In June 1943, the 2/2nd sailed from Townsville to Port Moresby and was subsequently flown to Bena Bena, in the Bismarck Ranges in New Guinea. Here, the 2/2nd supported the 2/7th Independent Company in patrolling the Ramu River area. In mid-July, the 2/2nd moved into position in Bena Bena and by the end of the month their patrols were skirmishing with the Japanese. They continued to conduct operations in New Guinea until October 1944 when, after being away from Australia for more than a year, the 2/2nd were withdrawn from the fighting for a period of leave in Australia. After three months leave, the 2/2nd Commando Squadron reformed at Strathpine, Queensland and began a period of training and re-organisation in preparation for their next campaign. In April 1945, the unit embarked for New Britain, where they landed at Jacquinot Bay on 17 April and subsequently moved to Wide Bay, in order to support the 13th Brigade, attached to the 5th Division that was based at Lamarien.

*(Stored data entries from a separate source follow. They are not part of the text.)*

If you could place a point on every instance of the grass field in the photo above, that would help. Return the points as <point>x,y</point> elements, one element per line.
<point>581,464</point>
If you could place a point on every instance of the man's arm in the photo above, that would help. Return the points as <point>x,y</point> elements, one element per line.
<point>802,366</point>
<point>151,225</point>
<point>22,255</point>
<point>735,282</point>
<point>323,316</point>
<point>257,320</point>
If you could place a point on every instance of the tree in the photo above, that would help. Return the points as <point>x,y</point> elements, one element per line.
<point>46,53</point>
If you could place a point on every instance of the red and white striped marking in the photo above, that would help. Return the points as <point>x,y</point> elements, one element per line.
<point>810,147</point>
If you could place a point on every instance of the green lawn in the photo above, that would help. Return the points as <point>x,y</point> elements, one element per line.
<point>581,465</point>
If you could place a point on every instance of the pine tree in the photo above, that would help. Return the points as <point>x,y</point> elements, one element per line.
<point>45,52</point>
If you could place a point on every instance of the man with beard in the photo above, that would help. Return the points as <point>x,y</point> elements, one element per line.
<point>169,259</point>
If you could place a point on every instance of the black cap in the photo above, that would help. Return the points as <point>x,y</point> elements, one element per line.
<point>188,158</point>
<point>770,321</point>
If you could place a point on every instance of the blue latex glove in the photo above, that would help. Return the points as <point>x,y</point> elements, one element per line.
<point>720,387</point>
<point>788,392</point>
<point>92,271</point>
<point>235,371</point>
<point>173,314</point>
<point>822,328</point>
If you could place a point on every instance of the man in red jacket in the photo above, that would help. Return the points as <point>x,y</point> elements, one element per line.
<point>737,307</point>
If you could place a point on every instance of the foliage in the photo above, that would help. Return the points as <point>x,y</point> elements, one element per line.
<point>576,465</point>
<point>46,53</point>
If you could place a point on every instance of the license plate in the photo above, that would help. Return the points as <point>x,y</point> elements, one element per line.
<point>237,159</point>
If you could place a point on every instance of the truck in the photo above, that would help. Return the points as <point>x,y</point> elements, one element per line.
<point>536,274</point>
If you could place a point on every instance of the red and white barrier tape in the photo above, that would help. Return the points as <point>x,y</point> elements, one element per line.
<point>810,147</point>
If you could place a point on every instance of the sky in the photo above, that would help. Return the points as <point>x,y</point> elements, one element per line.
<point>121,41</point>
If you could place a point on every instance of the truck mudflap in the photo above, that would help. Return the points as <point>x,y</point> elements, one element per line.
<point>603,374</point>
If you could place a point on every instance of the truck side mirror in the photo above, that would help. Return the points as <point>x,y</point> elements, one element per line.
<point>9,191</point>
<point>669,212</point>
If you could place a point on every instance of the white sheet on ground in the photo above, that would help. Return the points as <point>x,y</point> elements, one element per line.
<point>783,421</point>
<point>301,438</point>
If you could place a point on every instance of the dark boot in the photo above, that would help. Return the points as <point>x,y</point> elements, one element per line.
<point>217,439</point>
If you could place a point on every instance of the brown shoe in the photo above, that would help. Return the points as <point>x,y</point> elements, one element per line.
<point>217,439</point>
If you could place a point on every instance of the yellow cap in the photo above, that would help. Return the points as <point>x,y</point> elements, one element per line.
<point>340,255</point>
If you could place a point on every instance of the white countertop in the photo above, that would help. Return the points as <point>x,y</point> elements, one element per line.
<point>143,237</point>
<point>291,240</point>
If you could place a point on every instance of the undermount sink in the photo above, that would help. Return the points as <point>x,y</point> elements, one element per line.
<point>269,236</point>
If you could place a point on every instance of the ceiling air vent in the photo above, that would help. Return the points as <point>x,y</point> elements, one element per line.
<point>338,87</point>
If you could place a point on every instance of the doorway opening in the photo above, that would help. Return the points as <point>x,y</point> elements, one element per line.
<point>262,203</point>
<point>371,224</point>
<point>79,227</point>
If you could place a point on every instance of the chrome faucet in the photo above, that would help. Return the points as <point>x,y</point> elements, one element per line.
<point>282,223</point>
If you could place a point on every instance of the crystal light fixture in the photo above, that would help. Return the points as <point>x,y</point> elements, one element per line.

Following the end of hostilities in the Pacific in August 1945, the 2/2nd Commando Squadron was deemed to be surplus to the post-war requirements of the Australian Army and as such it was steadily reduced in strength as men were discharged or transferred to other units. The remainder returned to Australia and in early 1946 the 2/2nd Commando Squadron was disbanded. During its service during the war, the 2/2nd lost 22 men killed in action or died on active service. Members of the squadron received the following decorations: two Distinguished Service Orders, three Military Crosses, one Distinguished Conduct Medal, one Military Medal, 35 Mentions in Despatches and two foreign awards (Lieutenant Hector Henstridge was awarded a US Distinguished Service Cross).

==Legacy==
After the war, some of the unit's members became advocates for the rights of the Timorese people, recognising the contribution that they had made to Australia's war effort. One member, John Patrick "Paddy" Kenneally, who died in March 2009 at the age of 93, said that the Australians would "...not have lasted a week had the Timorese not protected them". Kenneally visited East Timor four times after World War II; once in 1990 and a further three times after independence from Indonesia was achieved in 1999. In 2005, he appeared in TV advertisements promoting a fair deal for the people of East Timor in negotiations over Timor Sea gas and oil and was instrumental in securing a fair share of the gas field for the Timorese people. On 25 April 2008 Kenneally, two of his sons and one of his grandsons attended an Anzac Day service in East Timor, at a memorial overlooking Dili and built by veterans from the 2/2nd.

==Commanding officers==
The following officers commanded the 2/2nd during the war:

- Major Alexander Spence, DSO
- Major Bernard Callinan, DSO, MC
- Major Geoffrey Gosford Laidlaw, DSO

==Decorations==
On 26 November 2026, 2/2nd Commando Squadron was awarded the Order of Timor-Leste by the President of East Timor José Ramos-Horta.